Mehr als vier Fünftel aller Materie im All passen nicht ins etablierte Weltbild der Physiker. Astronomen kennen inzwischen Hunderte von Galaxien und Galaxienhaufen, deren Dynamik die Annahme großer Mengen an Dunkler Materie erfordert. Doch was den Forschern fehlt, ist nicht nur Masse, sondern auch eine fundierte Übersicht. Immerhin sind mehrere Kataloge zur genaueren Analyse der finsteren Ingredienzen im All in Arbeit oder schon fertig.

So haben Alexie Leauthaud von der University of California in Berkeley und seine Kollegen Röntgen-Galaxienhaufen zusammengestellt, die mit dem europäischen XMM-Newton-Röntgenteleskop inspiziert wurden. Die Dichte- und Temperaturprofile des Millionen Grad heißen Gases, von dem die energiereiche Strahlung stammt, erlauben es nämlich, das Zentrum der Haufen zu ermitteln – eine wesentliche Voraussetzung dafür, die verborgene Masse anhand schwacher Gravitationslinseneffekte aufzuspüren.

In Schottland haben sich mehrere Universitäten zusammengeschlossen, um den Katalog GAMA (Galaxy and Mass Assembly) zu erarbeiten, der 15 000 Galaxiengruppen erfasst. Er reicht von Ansammlungen mit wenigen Billionen bis zu solchen mit einigen Billiarden Sonnenmassen, das heißt von ein paar Dutzend bis vielen Hundert Galaxien – insgesamt fast 400 000 in sechs ausgewählten Himmelsregionen, die vom Radio- bis zum Röntgenbereich durchmustert wurden.

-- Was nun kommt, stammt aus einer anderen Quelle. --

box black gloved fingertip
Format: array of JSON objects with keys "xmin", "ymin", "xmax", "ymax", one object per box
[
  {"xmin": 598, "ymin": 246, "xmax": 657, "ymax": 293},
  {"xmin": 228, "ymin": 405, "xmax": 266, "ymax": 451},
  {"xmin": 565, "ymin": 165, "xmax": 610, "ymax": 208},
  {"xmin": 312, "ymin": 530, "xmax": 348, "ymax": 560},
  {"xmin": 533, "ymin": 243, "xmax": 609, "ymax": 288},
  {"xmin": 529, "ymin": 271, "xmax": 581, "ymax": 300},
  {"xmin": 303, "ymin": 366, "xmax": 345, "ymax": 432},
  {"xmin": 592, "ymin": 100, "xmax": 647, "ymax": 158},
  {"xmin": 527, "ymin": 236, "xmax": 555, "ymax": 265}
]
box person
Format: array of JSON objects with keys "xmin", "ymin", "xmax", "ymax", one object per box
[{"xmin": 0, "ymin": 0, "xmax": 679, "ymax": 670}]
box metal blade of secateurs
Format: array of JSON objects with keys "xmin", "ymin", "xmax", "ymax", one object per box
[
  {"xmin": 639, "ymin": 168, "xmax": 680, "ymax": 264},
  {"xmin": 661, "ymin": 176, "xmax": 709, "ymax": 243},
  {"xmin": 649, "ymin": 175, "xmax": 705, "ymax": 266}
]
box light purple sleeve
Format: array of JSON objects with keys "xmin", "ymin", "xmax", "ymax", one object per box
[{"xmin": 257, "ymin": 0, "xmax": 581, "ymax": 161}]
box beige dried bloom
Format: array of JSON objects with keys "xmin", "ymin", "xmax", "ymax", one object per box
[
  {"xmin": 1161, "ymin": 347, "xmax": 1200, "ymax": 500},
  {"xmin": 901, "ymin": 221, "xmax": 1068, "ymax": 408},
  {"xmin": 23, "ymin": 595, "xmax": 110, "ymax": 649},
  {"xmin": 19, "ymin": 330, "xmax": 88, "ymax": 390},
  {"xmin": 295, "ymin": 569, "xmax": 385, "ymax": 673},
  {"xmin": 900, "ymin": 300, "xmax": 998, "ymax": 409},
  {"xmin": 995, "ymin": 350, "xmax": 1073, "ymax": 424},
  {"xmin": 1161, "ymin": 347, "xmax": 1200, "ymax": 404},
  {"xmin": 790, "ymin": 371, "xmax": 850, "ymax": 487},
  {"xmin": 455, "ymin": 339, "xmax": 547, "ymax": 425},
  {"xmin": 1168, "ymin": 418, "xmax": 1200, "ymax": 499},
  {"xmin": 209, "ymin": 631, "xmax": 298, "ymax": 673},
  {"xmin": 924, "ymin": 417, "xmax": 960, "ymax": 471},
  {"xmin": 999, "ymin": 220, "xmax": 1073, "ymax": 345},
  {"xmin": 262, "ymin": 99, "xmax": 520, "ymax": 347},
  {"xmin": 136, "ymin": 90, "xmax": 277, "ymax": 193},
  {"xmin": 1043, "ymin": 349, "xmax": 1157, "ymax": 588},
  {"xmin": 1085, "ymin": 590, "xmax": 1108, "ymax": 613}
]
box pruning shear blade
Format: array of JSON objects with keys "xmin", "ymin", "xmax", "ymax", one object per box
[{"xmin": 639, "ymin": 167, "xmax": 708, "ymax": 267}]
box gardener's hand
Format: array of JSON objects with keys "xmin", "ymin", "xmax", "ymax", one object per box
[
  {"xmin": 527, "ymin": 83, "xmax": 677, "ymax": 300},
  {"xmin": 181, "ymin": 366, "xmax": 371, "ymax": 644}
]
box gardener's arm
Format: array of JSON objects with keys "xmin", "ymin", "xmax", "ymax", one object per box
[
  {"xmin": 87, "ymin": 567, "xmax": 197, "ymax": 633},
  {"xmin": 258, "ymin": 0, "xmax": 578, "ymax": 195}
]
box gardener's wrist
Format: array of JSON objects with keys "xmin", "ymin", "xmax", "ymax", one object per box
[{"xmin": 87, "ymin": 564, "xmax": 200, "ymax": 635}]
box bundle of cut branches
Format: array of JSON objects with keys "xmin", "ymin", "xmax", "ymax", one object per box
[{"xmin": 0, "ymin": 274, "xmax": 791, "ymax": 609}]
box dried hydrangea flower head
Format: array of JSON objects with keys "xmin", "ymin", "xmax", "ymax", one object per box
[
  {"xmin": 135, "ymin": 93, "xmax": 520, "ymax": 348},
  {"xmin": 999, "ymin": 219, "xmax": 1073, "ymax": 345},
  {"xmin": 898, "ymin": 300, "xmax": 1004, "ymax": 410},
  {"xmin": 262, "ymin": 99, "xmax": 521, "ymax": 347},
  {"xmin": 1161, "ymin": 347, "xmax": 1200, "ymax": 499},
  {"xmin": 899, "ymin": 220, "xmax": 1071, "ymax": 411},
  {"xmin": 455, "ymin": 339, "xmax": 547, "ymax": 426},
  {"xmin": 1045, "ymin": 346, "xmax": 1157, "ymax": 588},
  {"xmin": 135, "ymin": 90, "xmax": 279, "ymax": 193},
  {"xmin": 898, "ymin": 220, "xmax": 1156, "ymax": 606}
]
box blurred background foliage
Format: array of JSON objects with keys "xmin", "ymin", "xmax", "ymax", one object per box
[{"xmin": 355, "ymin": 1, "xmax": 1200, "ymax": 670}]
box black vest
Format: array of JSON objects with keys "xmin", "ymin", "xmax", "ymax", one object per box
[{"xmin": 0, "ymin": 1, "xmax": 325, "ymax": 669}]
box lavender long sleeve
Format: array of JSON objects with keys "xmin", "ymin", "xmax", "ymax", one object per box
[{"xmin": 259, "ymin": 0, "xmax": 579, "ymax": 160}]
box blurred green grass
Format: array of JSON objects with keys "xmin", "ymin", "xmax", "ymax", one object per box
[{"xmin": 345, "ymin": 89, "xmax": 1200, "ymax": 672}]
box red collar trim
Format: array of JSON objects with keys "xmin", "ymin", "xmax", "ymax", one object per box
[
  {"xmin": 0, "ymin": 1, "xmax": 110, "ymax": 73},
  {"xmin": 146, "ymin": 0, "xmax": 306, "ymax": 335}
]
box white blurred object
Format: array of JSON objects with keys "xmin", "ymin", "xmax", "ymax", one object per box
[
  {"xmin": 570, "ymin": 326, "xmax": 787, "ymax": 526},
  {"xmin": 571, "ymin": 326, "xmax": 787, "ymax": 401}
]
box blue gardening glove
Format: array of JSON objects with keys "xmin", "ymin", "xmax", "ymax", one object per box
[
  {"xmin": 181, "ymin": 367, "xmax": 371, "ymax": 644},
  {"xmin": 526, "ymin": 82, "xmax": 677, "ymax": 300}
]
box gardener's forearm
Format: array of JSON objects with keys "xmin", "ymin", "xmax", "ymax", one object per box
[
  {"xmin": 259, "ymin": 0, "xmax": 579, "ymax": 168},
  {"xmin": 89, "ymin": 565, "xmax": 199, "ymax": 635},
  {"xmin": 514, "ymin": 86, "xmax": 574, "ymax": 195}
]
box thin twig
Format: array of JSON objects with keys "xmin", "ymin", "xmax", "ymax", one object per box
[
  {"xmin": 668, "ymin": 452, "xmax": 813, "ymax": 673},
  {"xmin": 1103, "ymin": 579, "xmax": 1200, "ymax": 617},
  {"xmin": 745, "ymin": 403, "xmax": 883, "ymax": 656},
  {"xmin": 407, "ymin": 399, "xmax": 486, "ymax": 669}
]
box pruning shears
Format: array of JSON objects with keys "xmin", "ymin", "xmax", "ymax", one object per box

„Die Bewegungen der Galaxien verraten Eigenschaften der Dunklen Materie“, sagt GAMA-Leiter Aaron Robotham von der University of St. Andrews. Er ist davon überzeugt, dass sich mit den Daten auch die Grenzen der gegenwärtigen Modelle zur Galaxienbildung charakterisieren und erweitern lassen – ein Thema, das Astronomen nicht nur bei der Erforschung der Dunklen Materie vor große Herausforderungen stellt.

KOMPAKT

· Es gibt viele Indizien dafür, dass Sterne, Gas und Staub kosmisch in der Minderheit sind: Die Bewegung von Galaxien und Galaxienhaufen, aber auch das Restleuchten vom Urknall und Einsteins Gravitationslinseneffekte zeugen vom Übergewicht einer ominösen Dunklen Materie.

· Nun halten Astronomen Ausschau nach Geisterteilchen und deren Vernichtungsstrahlung. Andere berechnen, wie die unsichtbare Masse die bekannte Welt erschuf.